「女性は得ばかりで不公平」と思う男性が知らないこと

黒坂岳央(くろさか たけを)です。

現代ビジネスの記事「ゲイが女性のフリして出会い系をやったら地獄だった」が興味深い。「男から見ると女性ばかりが優遇される社会だ」と憤慨する男性は少なくないと感じる。レディースデイで女性が割引を受けたり、いざとなれば仕事をやめて専業主婦になれる、といった男性にはない特別待遇があるという具合だろう。実は筆者も遠い昔は少しだけそう思っていた時期もあった。だが、現在はその認識は完全に改めている。

Deagreez/iStock

こうした「女性は優遇ばかりされている」という考えは、実際に女性の立場にたったことがない「隣の芝生は青い現象」である。現在は筆者もビジネスや人生経験を経て「女性ばかりが得をしている」とは思わなくなった。お断りしておくが、筆者は特別に男女どちらかに大きく肩入れするスタンスをとっていない。あくまでニュートラルな視点で、起きている事象を冷静に考察する意図を持って本稿は書かれた。

女性を対等な人間と見ていない男性

現代ビジネスの記事によると、「女性のふりをして出会系アプリを試したところ、驚愕の結果となった」と紹介されている。セクハラは当たり前、マウンティングや説教をしてくる男性も多いという。性的な表現が苦手な方もいると思うので、本稿での詳述は控えるが男性として生きていれば一生経験しないであろう、屈辱的な態度のオンパレードである。著者のコメントする通り、これは件の男性たちが女性を対等な同じ人間同士でないと思っているからこそ、顕在化しているスタンスであろう。

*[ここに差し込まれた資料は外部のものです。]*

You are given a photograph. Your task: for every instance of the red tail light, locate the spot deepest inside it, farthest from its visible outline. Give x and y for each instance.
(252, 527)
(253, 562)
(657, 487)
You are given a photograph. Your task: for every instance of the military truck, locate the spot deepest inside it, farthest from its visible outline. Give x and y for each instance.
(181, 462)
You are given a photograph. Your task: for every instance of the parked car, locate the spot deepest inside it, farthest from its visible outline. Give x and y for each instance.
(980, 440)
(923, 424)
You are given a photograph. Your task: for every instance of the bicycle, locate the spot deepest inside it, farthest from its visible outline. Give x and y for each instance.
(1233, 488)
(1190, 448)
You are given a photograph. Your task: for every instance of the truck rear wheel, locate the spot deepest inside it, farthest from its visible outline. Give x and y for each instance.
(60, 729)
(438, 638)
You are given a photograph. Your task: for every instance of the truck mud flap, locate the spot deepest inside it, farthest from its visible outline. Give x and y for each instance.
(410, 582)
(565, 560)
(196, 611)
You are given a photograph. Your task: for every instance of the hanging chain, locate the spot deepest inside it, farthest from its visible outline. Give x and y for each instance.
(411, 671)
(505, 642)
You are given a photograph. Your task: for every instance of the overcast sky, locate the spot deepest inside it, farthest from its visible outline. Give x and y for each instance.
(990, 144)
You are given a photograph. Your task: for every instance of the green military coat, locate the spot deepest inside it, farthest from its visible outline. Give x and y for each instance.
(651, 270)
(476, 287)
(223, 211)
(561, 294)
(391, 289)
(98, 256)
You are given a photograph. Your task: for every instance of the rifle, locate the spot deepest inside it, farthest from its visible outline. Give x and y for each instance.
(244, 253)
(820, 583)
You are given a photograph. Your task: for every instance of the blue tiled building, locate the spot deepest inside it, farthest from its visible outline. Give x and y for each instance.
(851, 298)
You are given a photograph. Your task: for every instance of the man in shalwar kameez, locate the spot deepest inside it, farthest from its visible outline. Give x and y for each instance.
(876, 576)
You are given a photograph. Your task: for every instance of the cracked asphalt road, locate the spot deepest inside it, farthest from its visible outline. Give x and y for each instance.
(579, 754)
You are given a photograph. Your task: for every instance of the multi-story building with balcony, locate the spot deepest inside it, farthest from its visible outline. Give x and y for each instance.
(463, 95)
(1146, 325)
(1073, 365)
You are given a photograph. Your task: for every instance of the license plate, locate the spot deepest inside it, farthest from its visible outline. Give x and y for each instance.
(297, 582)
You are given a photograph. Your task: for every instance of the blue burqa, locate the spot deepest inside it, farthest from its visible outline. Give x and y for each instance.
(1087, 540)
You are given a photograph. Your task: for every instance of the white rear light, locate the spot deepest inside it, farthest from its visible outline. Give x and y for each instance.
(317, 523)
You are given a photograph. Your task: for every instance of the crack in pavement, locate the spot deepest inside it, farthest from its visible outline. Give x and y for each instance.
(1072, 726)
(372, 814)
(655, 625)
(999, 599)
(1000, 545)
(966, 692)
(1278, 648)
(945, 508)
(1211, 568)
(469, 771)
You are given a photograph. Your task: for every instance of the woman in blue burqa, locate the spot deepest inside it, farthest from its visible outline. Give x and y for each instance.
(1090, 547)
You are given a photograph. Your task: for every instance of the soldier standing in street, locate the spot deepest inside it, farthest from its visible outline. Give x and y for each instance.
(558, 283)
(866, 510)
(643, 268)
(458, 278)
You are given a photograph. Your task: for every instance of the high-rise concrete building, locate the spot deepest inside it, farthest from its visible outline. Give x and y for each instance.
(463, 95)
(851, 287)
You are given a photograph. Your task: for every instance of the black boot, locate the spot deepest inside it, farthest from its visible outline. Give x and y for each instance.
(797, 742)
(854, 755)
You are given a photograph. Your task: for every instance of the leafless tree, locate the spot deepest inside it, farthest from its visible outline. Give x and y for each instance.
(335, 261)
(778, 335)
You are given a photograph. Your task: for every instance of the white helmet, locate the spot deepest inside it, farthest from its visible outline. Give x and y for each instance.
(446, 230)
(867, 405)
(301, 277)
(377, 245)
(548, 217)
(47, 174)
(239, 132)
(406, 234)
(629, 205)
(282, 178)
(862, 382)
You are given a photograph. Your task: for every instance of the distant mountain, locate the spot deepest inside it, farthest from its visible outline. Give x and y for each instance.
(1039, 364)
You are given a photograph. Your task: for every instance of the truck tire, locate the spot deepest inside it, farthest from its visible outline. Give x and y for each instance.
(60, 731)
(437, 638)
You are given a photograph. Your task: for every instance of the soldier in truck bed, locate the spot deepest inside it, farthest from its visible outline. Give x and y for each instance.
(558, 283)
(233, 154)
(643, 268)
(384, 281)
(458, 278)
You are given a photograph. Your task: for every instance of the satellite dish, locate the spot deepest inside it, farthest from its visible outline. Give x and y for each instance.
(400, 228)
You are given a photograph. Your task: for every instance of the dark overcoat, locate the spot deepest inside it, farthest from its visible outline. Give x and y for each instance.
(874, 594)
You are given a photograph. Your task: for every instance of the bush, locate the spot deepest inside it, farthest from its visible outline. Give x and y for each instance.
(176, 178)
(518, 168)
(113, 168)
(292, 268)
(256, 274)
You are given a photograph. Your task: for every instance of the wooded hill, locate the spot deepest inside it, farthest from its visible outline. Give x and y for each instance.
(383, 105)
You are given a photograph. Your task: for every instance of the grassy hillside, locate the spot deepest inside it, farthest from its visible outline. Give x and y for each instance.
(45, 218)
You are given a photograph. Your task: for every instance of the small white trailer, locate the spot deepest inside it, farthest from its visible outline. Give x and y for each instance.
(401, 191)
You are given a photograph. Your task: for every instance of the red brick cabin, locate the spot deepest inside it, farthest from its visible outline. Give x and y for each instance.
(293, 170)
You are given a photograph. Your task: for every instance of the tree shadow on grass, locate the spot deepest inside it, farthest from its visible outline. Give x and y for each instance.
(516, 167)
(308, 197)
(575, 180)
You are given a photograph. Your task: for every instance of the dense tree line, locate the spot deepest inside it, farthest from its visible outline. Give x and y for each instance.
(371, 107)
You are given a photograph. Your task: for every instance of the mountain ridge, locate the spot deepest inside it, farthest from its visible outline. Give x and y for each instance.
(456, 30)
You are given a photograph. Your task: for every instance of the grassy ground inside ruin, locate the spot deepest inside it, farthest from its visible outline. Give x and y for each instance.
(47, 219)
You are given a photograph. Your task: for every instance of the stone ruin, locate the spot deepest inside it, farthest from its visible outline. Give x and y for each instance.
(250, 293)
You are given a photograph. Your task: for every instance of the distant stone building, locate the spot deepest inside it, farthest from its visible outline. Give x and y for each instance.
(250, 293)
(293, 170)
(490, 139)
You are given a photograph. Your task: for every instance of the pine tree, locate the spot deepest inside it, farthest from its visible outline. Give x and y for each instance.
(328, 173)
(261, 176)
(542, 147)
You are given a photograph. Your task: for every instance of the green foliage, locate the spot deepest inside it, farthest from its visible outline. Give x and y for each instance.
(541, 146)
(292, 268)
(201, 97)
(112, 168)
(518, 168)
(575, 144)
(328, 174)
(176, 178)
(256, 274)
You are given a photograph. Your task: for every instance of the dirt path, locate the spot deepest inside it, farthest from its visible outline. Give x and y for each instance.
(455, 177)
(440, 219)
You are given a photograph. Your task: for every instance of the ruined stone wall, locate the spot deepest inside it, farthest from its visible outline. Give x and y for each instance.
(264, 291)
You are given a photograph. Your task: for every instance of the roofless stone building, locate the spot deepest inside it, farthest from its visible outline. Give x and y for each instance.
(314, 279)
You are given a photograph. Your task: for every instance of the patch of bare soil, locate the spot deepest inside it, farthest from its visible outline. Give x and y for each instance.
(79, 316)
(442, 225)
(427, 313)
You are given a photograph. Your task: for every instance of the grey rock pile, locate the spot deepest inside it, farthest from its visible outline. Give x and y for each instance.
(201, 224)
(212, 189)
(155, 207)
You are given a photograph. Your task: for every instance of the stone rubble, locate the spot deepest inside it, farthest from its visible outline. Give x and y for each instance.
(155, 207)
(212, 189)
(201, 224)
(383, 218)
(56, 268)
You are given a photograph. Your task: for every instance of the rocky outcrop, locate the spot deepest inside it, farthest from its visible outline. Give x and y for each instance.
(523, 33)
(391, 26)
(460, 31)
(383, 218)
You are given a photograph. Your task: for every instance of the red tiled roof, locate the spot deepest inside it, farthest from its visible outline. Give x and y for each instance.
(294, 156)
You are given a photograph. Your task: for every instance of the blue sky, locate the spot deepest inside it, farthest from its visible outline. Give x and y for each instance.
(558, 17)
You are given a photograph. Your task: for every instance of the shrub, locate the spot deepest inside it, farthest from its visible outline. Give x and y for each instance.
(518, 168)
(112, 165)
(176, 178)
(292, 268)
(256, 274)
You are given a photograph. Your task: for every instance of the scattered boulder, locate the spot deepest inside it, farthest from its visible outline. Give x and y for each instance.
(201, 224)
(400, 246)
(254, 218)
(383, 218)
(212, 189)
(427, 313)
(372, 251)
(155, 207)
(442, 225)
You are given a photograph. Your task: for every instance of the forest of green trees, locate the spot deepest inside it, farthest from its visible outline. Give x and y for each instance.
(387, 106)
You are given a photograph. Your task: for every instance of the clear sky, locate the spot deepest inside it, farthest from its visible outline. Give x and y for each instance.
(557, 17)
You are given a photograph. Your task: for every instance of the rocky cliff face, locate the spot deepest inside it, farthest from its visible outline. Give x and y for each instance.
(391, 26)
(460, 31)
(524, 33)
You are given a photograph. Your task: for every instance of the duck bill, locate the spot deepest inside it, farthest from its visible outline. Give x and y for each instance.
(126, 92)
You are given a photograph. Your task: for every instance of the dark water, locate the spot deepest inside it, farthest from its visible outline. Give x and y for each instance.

脳科学者の中野信子氏は「身体的魅力を持つ女性を前にすると、男性は人間というよりモノとして見てしまう」という。つまり、こうした上から目線な態度の源泉は、男性の脳機能的な特性から来ているといえる。厳しい言い方をするなら、生殖本能を隠そうともしない、極めて原始的と言えるだろう。

だが、筆者はこの事実には驚かない。昔、友人がネカマ(ネットで男性が女性のふりをする意)で10代の女性になりすましてマッチングアプリに登録したところ、あっという間に10数件のメッセが送られてきたという話を聞いていたからだ。どれもこれも「今すぐ会いたい」というものばかりで、中には「そちらは北海道か! こっちは東京だけど、今すぐ飛行機で会いに行く!」という鼻息の荒さを感じさせるメッセも送られてきたという。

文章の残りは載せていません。